Ele parou de falar bruscamente, logo acrescentando amargurado:

- Mas eu destruí a vida. Não pretendia fazê-lo. Eles tiraram o que nós lhe oferecêramos, para tornar a vida mais gloriosa, utilizando o conhecimento para a morte. Uma morte inútil, perversa. Um general disse-me que não era necessário. Fomos traídos. Alguma vez já foi traído?

- Já - disse a voz.

Atino fitou a cortina.

- Eu o ouvi responder? Ou terei imaginado?

Silêncio.

- O grande mandamento - disse Atino. - Não matarás.

Ele enterrou o rosto nas mãos.

- Não matarás... É este o meu problema. Eu não sei o que fazer! Se eu der... a eles o que nós oito sabemos, então haverá mais terror, mais morte. Eles certamente nos dirão: Mas se não tivermos isso, o inimigo terá primeiro e todos nós morreremos. Se eu disser.. . se nós dissermos.. que isso não deve ser utilizado para a morte, então seremos execrados. Seremos chamados de traidores. Mas traidores de quê? Do código de matar pelo simples prazer de matar? Ó Deus, eu não sou um assassino! Ajudai-me! Se não puderdes ajudar-me, então o mundo irá morrer. Eles já souberam alguma coisa do que estamos fazendo e do que sabemos. É por isso que estou.viajando. Se não me ajudardes, meu Deus, Vosso lindo mundo, o Vosso jardim, será destruído. Meus colegas conferiram-me plena autoridade para qualquer decisão em nome deles. Não sei por que o fizeram, não sei por que me conferiram a autoridade para falar em nome deles.

Ele olhou para a cortina, com uma expressão atormentada.

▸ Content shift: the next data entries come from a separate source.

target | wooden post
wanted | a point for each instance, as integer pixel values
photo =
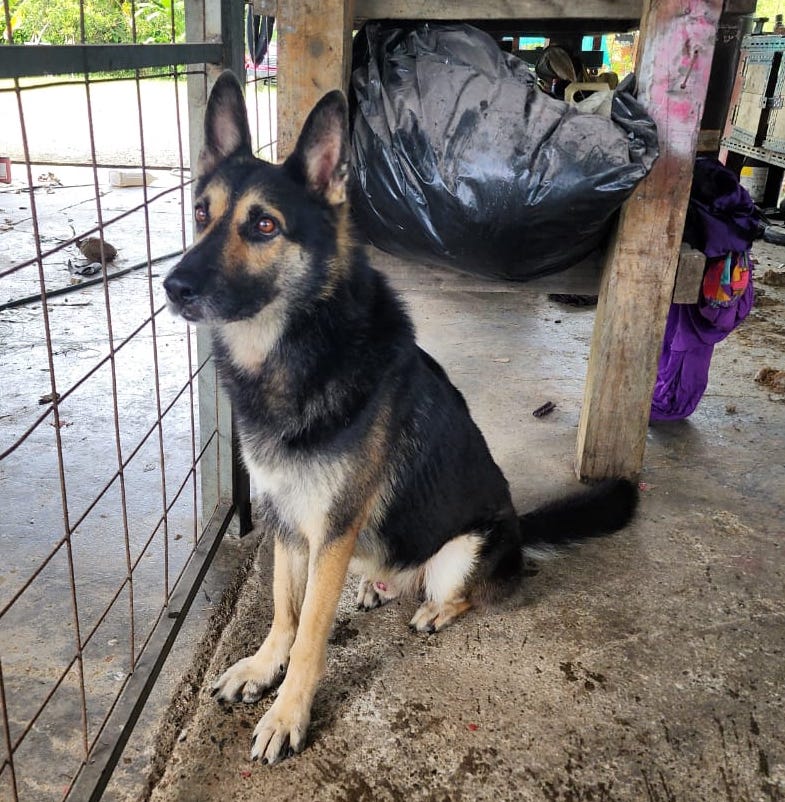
(674, 61)
(314, 56)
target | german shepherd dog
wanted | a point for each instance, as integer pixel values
(363, 454)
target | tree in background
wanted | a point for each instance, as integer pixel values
(770, 9)
(59, 22)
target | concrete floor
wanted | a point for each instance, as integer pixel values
(648, 666)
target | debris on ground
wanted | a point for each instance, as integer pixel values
(544, 410)
(48, 398)
(774, 278)
(91, 249)
(85, 269)
(772, 378)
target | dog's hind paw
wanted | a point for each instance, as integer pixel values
(280, 732)
(371, 595)
(432, 616)
(247, 680)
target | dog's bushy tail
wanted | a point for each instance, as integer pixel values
(600, 510)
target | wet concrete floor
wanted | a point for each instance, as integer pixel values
(646, 666)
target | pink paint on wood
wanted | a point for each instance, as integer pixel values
(675, 66)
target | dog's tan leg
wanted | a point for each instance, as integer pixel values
(445, 579)
(250, 677)
(281, 731)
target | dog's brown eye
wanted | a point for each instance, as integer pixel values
(266, 226)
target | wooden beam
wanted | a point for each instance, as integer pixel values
(314, 56)
(674, 61)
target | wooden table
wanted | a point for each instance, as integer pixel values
(674, 62)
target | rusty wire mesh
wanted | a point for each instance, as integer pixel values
(103, 438)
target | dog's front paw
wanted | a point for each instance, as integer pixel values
(248, 679)
(371, 595)
(281, 732)
(433, 616)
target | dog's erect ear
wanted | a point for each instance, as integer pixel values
(225, 123)
(321, 158)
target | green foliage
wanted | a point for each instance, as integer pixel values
(154, 20)
(59, 22)
(769, 8)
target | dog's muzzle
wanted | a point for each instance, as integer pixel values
(183, 296)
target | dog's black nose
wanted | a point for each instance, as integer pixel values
(179, 289)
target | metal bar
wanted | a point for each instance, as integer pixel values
(94, 776)
(19, 61)
(241, 484)
(232, 36)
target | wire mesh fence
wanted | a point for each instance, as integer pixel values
(115, 444)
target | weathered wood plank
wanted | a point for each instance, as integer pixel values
(677, 43)
(314, 56)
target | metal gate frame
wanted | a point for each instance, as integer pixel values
(215, 39)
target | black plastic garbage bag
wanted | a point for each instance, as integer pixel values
(461, 160)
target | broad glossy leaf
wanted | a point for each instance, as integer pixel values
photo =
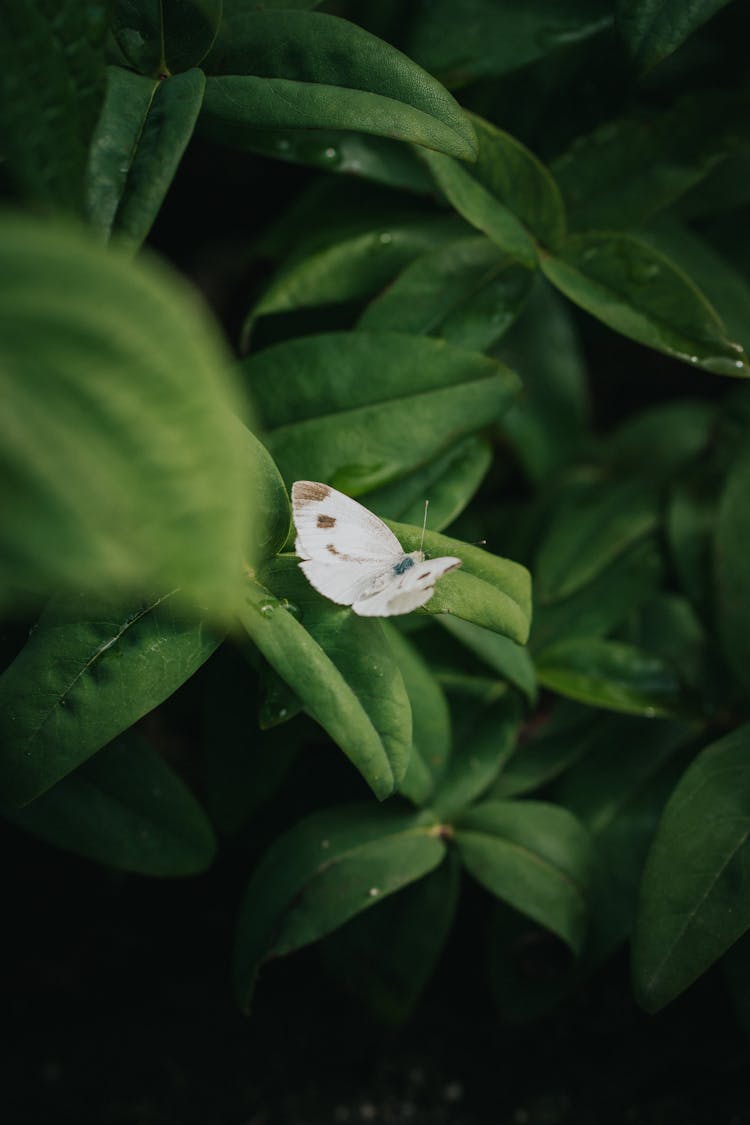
(511, 662)
(635, 290)
(88, 672)
(328, 867)
(467, 291)
(127, 809)
(534, 856)
(549, 745)
(243, 766)
(619, 791)
(480, 37)
(695, 896)
(633, 167)
(725, 287)
(161, 37)
(449, 483)
(594, 523)
(352, 268)
(144, 128)
(119, 466)
(550, 421)
(660, 440)
(271, 516)
(297, 69)
(668, 626)
(653, 28)
(612, 675)
(431, 720)
(357, 154)
(487, 590)
(386, 957)
(361, 410)
(694, 503)
(52, 81)
(731, 576)
(507, 194)
(482, 747)
(339, 666)
(604, 602)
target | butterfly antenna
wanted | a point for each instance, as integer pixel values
(424, 524)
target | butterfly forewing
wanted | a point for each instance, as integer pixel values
(351, 557)
(334, 528)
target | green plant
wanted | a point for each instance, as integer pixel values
(421, 335)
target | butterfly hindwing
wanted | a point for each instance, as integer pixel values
(343, 583)
(406, 592)
(352, 557)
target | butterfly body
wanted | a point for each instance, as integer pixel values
(353, 558)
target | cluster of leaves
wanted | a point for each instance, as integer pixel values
(594, 782)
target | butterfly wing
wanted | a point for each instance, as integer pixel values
(334, 528)
(344, 549)
(406, 592)
(342, 582)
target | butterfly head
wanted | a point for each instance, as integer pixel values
(407, 561)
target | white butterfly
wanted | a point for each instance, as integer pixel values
(350, 556)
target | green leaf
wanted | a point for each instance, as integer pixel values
(449, 482)
(594, 523)
(611, 674)
(126, 809)
(119, 461)
(639, 293)
(731, 577)
(328, 867)
(550, 421)
(52, 80)
(143, 131)
(725, 287)
(660, 440)
(361, 410)
(296, 69)
(341, 668)
(88, 672)
(431, 720)
(603, 603)
(633, 167)
(551, 744)
(619, 791)
(695, 896)
(351, 268)
(369, 158)
(534, 856)
(160, 37)
(507, 194)
(489, 591)
(506, 657)
(480, 37)
(243, 767)
(668, 627)
(386, 957)
(654, 28)
(467, 291)
(484, 746)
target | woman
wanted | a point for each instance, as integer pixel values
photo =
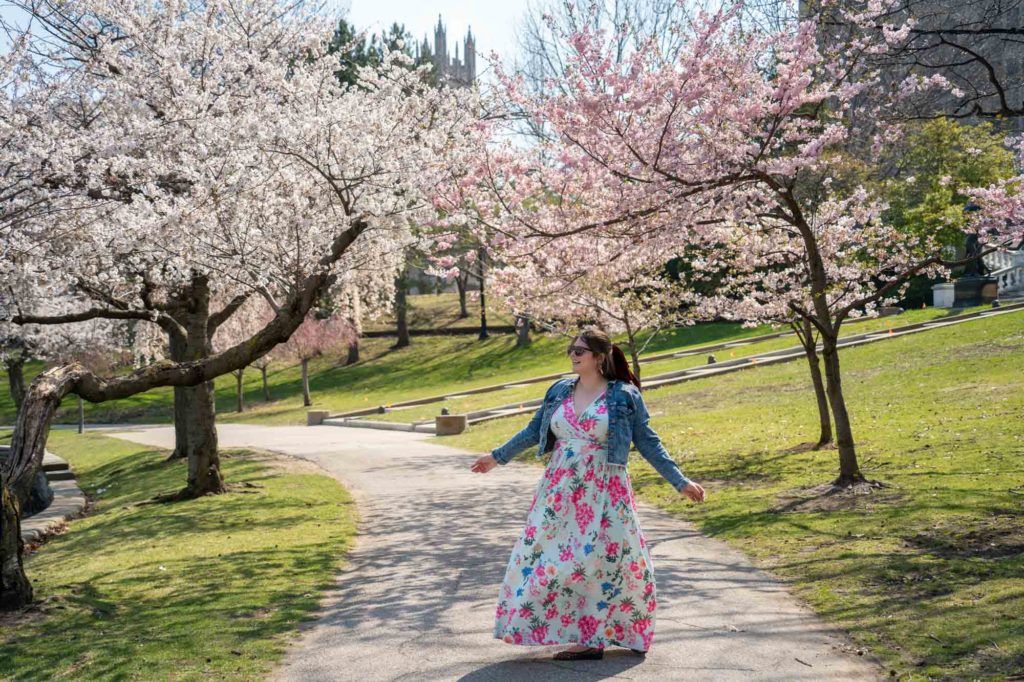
(581, 572)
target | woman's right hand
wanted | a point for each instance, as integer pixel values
(484, 464)
(694, 492)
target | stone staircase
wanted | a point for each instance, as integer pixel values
(58, 495)
(1008, 266)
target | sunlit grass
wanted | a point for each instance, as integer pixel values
(927, 572)
(206, 589)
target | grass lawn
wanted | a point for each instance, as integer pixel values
(430, 366)
(441, 311)
(928, 572)
(206, 589)
(529, 392)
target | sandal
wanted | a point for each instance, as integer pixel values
(591, 653)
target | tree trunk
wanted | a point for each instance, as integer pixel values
(184, 398)
(483, 304)
(17, 472)
(632, 343)
(15, 380)
(522, 332)
(849, 470)
(805, 332)
(305, 383)
(204, 460)
(239, 392)
(400, 291)
(15, 590)
(266, 388)
(197, 421)
(462, 282)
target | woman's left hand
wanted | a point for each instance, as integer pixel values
(694, 492)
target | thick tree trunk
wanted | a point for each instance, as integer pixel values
(305, 383)
(17, 473)
(462, 282)
(195, 408)
(483, 303)
(400, 310)
(15, 590)
(849, 470)
(522, 332)
(266, 387)
(42, 398)
(15, 380)
(240, 401)
(184, 398)
(805, 332)
(204, 459)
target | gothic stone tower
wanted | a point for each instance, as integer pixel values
(453, 69)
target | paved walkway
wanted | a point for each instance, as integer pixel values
(416, 599)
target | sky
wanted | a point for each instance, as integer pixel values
(493, 22)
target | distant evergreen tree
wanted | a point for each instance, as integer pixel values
(363, 50)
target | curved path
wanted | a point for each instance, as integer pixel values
(416, 599)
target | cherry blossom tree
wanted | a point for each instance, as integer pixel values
(313, 338)
(733, 131)
(622, 290)
(199, 156)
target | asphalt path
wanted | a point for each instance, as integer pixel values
(416, 598)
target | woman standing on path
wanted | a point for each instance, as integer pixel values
(581, 571)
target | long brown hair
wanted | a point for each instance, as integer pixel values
(614, 365)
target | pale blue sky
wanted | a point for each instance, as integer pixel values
(494, 22)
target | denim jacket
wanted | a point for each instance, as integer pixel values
(628, 421)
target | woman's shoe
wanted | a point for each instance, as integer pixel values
(591, 653)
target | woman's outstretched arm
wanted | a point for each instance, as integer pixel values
(529, 435)
(649, 445)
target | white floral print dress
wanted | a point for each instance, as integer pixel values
(581, 571)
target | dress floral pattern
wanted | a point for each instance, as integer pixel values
(581, 571)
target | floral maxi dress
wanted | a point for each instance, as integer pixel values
(581, 571)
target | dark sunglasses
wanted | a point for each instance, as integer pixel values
(578, 350)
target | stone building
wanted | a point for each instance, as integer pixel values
(451, 69)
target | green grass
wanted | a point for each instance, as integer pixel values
(441, 311)
(430, 366)
(207, 589)
(696, 337)
(929, 572)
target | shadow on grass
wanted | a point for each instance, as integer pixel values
(189, 589)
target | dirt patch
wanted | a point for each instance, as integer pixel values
(825, 498)
(995, 537)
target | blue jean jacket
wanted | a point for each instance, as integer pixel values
(628, 422)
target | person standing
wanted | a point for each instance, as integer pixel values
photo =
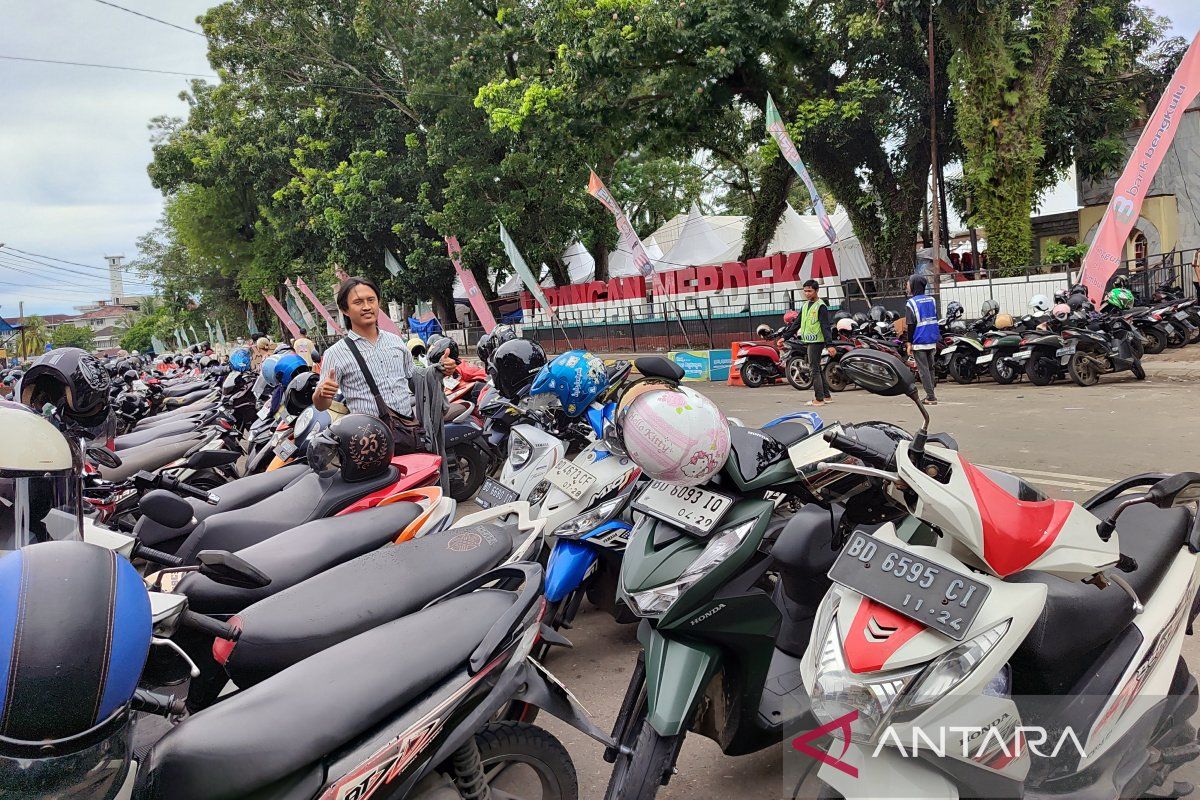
(816, 334)
(921, 318)
(370, 367)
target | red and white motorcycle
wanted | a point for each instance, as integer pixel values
(999, 643)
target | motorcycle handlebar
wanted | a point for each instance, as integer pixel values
(865, 453)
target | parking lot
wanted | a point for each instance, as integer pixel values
(1069, 441)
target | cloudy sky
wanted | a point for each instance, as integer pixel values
(75, 145)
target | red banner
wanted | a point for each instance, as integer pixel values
(1108, 247)
(282, 313)
(468, 282)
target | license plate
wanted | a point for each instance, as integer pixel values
(571, 479)
(493, 493)
(936, 596)
(696, 511)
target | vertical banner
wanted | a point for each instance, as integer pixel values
(523, 271)
(468, 282)
(281, 312)
(319, 306)
(310, 322)
(251, 325)
(599, 191)
(382, 319)
(1108, 247)
(777, 128)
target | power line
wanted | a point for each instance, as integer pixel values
(161, 22)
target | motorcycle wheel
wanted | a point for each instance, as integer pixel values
(519, 757)
(639, 775)
(1083, 370)
(1041, 371)
(835, 379)
(961, 367)
(1001, 372)
(468, 467)
(798, 373)
(753, 376)
(1156, 341)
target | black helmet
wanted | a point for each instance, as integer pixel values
(298, 396)
(358, 444)
(515, 365)
(441, 346)
(72, 379)
(485, 347)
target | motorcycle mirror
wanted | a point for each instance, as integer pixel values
(210, 458)
(231, 570)
(105, 457)
(1179, 489)
(166, 509)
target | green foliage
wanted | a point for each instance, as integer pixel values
(72, 336)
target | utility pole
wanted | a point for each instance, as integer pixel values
(935, 217)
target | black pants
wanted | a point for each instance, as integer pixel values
(925, 367)
(819, 388)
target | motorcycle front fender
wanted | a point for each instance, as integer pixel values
(569, 561)
(676, 677)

- Sabia que entre Marte e Júpiter existiu outrora um planeta como o nosso? Mas poderia existir um planeta como o nosso sem vida em sua superfície? Deus jamais criou algo sem vida, não poderia fazê-lo, pois Ele é a própria essência da vida. Mas esse planeta explodiu? Ou teria sido explodido? Será que lá existiam também homens como nós, com morte, ódio, mal e guerra em seus negros corações? Sei que os astrônomos dizem que a vida seria muito fria em qualquer planeta entre Marte e Júpiter. A atmosfera talvez fosse diferente da nossa. Mas em toda parte a vida tem que ser exatamente igual à nossa? O metano das luas de Saturno talvez seja o sopro de vida dos habitantes dessas luas e de Saturno. O sopro da vida não é apenas o nosso oxigênio. Somos provincianos demais e ainda insistimos em imaginar a vida em toda parte à nossa pobre semelhança. O que os nossos pulmões podem absorver deve ser a única coisa que todos os pulmões podem absorver! Achamos que o calor que há no nosso mundo é exatamente o calor de que todo ser vivo deve precisar. Mas isso é um absurdo, uma estupidez rematada! Por que temos que pensar que em toda parte tudo deva ser. como precisamos, como queremos? Deve tudo no Universo ser modelado, aquecido, esfriado, arrumado ou temperado de acordo com as necessidades do homem? Será que não existem outros, com outras necessidades, ordenadas por Deus? Deus estabeleceu as fronteiras do mundo. Talvez Ele tencione, fazendo outras atmosferas e outros sistemas termo- dinâmicos, impedir que . o mal se dissemine de um mundo para outro, bloquear o avanço do homem. Bloquear a morte que o homem sempre leva consigo, limitando-o à sua própria prisão.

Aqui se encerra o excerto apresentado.